Zunächst bedeutete das Testergebnis allerdings weitere 14 Tage Quarantäne. Keinen Schritt vor die Tür, Dauerinformation über Fernseher, Radio und Internet über die Welt draußen, Verschärfung der Ausgangsbeschränkungen, Bilder von Leichentransporten und völlig erschöpftem Klinikpersonal, Berichte über die weitere Verbreitung und den Anstieg der Infizierten und der Toten, Dokumentationen über die katastrophalen Konsequenzen der Schutzmaßnahmen für die Menschen in Indien und Afrika, über den Preiskrieg für Beatmungsgeräte und Schutzmaterial, menschrechtsverachtende Notstandsgesetze. Das Gefühl tiefer Scham über die Aufnahme 12 minderjähriger Flüchtlinge durch Luxemburg, 47 durch Deutschland.
Und irgendwann drehen sich nur noch alle Bilder und Berichte im Kopf, lassen nicht mehr schlafen, produzieren Fragen ohne Antworten. Ich habe es fast überstanden, ich bin immun, was kann ich tun, wo werde ich gebraucht, wie kann ich mich als Genesene ausweisen, warum werden die Zahlen der Gesundeten nicht von denen der Infizierten abgezogen, warum kann ich mein Blut nicht für die Gewinnung von Antikörpern spenden, warum nimmt uns keiner wahr, warum kann ich genesen nicht zu den Isolierten ins Pflegeheim?
Dann der erste Einkauf in plexiglasgeschützter Welt ohne Hefe, der erste Spaziergang in verkehrsfreier Stille. Da sind gar keine Kondensstreifen am Himmel. Dafür zeigt und erzählt gerade jede/r, wie er/sie zuhause lebt und evtl. arbeitet. Zuviel kollektive Intimität. Viele scheinen sich zu langweilen. Das suggeriert jedenfalls die Frage, wie man mit der Langeweile umgehe, im kollektiven Krisen-Tagebuch einer großen Tageszeitung. Nach einer Panikattacke, als Schul- und Ladenschließungen angekündigt wurden und sich mein prall gefüllter Terminkalender durch Veranstaltungsabsagen entleerte, erinnere ich mich an einen kurzen Gedankenblitz, wäre gar doch mal ein anderes Arbeiten möglich, work-life-balance mit Zeit zum Neudenken?

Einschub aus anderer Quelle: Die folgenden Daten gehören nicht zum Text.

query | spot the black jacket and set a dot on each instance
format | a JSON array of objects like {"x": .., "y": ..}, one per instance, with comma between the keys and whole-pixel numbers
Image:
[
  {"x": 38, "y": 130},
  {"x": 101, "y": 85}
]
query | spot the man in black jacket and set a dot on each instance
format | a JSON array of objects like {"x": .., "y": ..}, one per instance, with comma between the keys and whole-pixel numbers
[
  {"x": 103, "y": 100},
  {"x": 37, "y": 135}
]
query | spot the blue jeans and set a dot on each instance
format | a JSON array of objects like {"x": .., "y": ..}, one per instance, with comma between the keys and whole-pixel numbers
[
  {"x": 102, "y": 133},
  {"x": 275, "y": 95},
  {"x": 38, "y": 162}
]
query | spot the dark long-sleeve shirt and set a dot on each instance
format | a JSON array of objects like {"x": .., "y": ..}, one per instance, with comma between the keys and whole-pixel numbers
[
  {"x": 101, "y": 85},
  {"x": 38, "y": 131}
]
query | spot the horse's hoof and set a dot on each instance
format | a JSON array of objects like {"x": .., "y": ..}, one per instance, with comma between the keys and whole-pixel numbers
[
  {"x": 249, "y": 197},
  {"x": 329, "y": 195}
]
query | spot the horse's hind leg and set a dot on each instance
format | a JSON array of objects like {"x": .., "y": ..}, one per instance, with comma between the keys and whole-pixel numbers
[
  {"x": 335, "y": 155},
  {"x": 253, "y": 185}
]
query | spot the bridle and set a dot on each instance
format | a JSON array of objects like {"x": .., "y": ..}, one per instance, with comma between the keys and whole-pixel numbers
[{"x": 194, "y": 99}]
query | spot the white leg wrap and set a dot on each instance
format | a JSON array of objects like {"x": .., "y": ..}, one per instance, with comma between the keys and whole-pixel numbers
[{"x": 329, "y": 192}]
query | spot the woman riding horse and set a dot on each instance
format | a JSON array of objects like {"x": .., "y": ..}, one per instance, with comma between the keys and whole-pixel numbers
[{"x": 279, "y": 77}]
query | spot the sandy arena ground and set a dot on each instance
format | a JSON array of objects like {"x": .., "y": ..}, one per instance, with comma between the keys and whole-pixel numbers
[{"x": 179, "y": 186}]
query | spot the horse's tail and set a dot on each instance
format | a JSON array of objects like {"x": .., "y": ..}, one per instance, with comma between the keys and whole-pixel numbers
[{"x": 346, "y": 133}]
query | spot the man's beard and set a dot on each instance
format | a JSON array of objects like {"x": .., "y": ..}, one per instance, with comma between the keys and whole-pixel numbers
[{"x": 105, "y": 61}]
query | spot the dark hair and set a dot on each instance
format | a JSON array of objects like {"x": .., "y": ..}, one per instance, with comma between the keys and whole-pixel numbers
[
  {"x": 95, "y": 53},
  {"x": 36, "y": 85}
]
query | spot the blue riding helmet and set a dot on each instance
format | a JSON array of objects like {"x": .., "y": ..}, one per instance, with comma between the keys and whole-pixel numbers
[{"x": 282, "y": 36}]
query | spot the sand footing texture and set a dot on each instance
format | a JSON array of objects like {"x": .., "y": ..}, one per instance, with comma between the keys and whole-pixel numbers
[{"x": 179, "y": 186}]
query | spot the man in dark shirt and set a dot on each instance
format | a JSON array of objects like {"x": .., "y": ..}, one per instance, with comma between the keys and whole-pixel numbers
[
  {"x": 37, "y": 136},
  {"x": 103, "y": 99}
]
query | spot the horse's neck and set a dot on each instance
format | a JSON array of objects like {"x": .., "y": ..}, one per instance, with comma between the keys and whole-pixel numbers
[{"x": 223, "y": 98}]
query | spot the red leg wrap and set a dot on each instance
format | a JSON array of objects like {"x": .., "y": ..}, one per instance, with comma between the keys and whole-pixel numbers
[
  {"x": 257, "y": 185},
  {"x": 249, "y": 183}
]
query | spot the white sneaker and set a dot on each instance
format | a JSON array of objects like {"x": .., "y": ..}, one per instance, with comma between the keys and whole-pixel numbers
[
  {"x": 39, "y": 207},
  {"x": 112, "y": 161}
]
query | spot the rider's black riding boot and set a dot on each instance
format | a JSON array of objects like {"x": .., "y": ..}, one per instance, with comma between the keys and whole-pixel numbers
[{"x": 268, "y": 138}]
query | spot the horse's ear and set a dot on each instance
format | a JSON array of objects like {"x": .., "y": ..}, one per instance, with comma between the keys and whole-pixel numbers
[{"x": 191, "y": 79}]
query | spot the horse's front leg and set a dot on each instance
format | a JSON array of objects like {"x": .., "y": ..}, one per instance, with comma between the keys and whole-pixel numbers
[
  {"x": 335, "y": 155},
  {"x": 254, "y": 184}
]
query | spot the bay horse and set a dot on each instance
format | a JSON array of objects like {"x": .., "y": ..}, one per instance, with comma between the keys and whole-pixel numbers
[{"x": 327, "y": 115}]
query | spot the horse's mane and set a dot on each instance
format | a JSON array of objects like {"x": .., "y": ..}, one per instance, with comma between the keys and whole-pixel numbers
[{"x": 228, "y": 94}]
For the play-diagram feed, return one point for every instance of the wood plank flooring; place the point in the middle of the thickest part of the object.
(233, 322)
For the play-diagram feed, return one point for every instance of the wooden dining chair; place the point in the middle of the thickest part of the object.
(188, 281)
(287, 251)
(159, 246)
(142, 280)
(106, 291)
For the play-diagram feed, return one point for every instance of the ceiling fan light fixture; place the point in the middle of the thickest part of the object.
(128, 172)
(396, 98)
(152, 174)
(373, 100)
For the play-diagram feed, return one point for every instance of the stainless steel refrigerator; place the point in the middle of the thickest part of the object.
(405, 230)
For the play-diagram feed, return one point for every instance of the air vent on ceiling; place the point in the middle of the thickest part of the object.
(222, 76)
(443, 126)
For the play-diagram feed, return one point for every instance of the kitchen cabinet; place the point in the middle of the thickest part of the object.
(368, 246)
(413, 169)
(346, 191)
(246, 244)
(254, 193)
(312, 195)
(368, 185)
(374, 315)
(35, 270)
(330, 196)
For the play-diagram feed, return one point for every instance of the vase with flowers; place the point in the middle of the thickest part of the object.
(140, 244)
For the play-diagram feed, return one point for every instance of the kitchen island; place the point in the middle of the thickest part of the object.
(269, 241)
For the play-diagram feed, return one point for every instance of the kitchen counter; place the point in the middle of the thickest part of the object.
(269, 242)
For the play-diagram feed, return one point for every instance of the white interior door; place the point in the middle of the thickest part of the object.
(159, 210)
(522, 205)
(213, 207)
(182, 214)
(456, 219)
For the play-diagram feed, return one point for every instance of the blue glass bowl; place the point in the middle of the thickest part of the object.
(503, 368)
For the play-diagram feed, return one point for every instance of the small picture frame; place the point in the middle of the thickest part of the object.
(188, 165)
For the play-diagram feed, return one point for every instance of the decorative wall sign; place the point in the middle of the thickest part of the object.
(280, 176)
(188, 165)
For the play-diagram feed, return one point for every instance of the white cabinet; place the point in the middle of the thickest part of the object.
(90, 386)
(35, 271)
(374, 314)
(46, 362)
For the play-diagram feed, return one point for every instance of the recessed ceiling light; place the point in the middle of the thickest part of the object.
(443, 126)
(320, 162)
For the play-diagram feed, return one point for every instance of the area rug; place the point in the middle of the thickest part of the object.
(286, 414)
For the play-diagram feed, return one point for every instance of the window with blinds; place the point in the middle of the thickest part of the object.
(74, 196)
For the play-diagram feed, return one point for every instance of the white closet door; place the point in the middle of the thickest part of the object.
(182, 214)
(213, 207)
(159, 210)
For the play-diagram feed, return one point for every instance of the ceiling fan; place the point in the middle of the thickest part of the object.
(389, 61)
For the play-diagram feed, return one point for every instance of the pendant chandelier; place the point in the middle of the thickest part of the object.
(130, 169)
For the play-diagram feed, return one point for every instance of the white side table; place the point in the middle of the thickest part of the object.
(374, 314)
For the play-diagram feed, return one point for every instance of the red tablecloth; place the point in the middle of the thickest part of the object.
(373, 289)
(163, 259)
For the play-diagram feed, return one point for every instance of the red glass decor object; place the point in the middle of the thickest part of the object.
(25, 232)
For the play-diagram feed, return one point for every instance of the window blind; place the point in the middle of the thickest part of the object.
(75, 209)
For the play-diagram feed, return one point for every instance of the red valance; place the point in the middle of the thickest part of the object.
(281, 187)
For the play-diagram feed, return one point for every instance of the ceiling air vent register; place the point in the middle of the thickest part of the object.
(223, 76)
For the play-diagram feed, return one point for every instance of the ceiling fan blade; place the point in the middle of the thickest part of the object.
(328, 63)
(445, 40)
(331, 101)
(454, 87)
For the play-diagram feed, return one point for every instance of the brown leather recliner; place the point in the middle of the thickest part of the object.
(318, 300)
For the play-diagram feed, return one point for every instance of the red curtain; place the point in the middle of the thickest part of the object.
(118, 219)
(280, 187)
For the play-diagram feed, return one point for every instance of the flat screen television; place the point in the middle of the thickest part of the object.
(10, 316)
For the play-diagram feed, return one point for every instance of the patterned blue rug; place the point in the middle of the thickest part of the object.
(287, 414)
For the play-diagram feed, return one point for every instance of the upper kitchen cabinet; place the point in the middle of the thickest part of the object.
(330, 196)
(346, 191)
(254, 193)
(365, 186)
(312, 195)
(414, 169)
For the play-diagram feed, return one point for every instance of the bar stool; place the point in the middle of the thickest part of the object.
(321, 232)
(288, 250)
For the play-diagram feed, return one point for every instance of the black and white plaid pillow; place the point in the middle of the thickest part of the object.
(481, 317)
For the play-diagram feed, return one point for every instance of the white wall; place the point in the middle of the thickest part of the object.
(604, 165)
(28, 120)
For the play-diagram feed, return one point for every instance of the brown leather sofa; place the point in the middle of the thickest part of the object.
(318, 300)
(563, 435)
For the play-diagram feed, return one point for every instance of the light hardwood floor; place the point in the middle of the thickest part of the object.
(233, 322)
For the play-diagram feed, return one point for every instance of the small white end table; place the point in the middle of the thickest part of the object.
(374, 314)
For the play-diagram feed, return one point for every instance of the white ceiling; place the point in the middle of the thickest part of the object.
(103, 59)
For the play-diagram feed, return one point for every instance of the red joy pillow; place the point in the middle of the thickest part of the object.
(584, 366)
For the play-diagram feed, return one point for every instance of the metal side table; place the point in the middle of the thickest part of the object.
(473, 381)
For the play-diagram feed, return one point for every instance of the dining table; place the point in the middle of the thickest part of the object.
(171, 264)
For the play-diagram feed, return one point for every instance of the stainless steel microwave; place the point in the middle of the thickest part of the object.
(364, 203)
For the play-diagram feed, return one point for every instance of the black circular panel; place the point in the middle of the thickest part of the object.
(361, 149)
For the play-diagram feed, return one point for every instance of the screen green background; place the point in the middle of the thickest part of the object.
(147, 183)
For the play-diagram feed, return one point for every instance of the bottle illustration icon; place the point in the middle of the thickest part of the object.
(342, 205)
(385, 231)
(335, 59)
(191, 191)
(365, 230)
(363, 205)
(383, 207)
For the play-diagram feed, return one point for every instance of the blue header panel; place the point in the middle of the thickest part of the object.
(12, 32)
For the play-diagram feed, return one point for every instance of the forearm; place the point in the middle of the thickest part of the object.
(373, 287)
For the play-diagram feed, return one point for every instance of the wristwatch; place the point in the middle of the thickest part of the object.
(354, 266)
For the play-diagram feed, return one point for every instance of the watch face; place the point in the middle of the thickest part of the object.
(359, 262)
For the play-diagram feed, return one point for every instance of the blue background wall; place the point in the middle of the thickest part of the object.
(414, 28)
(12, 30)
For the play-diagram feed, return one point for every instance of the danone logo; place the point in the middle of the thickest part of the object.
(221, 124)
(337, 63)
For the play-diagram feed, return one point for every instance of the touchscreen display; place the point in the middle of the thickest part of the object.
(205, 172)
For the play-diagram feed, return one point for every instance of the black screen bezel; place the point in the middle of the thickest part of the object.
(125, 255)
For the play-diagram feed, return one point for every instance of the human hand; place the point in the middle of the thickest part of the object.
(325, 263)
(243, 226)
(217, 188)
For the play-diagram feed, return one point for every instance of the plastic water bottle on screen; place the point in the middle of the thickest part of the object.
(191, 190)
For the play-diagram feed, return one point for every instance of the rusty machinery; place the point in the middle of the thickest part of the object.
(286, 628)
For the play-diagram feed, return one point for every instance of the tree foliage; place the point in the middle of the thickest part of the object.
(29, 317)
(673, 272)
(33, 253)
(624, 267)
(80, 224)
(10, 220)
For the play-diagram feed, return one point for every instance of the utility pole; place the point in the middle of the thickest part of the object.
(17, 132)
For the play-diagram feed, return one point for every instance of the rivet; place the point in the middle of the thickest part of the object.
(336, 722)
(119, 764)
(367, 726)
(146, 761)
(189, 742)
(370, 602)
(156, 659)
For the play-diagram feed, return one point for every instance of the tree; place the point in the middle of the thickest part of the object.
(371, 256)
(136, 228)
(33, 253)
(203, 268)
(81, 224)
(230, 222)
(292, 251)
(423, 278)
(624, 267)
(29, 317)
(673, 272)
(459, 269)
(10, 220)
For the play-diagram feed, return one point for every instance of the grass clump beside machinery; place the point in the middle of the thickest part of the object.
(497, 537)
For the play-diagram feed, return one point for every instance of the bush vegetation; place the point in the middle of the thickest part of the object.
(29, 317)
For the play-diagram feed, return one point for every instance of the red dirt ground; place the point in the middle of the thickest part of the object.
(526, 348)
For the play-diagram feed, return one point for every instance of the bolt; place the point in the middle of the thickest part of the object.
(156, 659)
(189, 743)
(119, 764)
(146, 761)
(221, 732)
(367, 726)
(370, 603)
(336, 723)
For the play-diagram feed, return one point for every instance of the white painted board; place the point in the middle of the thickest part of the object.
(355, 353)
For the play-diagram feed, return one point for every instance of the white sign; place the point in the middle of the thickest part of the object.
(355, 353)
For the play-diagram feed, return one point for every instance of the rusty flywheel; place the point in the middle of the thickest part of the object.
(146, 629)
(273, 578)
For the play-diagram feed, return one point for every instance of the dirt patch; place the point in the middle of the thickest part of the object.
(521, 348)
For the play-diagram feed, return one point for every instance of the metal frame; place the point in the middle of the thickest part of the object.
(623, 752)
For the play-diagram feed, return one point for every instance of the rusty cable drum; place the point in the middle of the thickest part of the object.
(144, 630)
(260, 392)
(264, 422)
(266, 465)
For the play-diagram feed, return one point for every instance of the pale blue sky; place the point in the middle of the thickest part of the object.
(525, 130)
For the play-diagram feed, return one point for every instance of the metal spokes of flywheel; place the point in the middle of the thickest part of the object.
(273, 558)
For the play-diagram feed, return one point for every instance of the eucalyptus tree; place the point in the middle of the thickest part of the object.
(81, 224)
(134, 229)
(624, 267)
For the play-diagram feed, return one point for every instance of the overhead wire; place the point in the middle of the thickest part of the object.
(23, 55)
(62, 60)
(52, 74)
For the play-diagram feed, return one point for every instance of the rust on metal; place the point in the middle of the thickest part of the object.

Zunächst die Krankheit und dann das Aufarbeiten des Liegengebliebenen, das Zurecht- und Zurückfinden im Corona-Alltag und in das „normale Leben“ haben den Gedankenblitz nicht zur Realisierung kommen lassen. Nicht ein Buch gelesen, noch nicht mal die Tageszeitung geschafft, geschweige denn alle feinschwarz-Texte und ein zunehmendes Gefühl: Alles ist zu viel, zu viel und vor allem im wahrsten Sinne des Wortes Unfassbares drängt sich mir auf, über mich hinweg, auf mich ein. Manchmal eine Ahnung, nichts muss sein, vor allem nicht wie immer oder weil es immer so war. Und in all der Bedrängnis gleitet mir die Zeit durch die Finger, entgleiten mir Bewusstsein und Energie für das, was wichtig ist, also wirklich wichtig ist. Was ist das nochmal? Was macht Leben aus? Wertvoll? Glücklich? Gut?
Genesen und doch nicht, noch nicht hoffentlich.
Birgit Hoyer, Leiterin des Bereichs Bildung im Erzbistum Berlin, Honorarprofessorin für Pastoraltheologie und Homiletik an der Phil.-Theol. Hochschule St. Georgen/ Frankfurt a.M., Mitglied der feinschwarz.net Redaktion.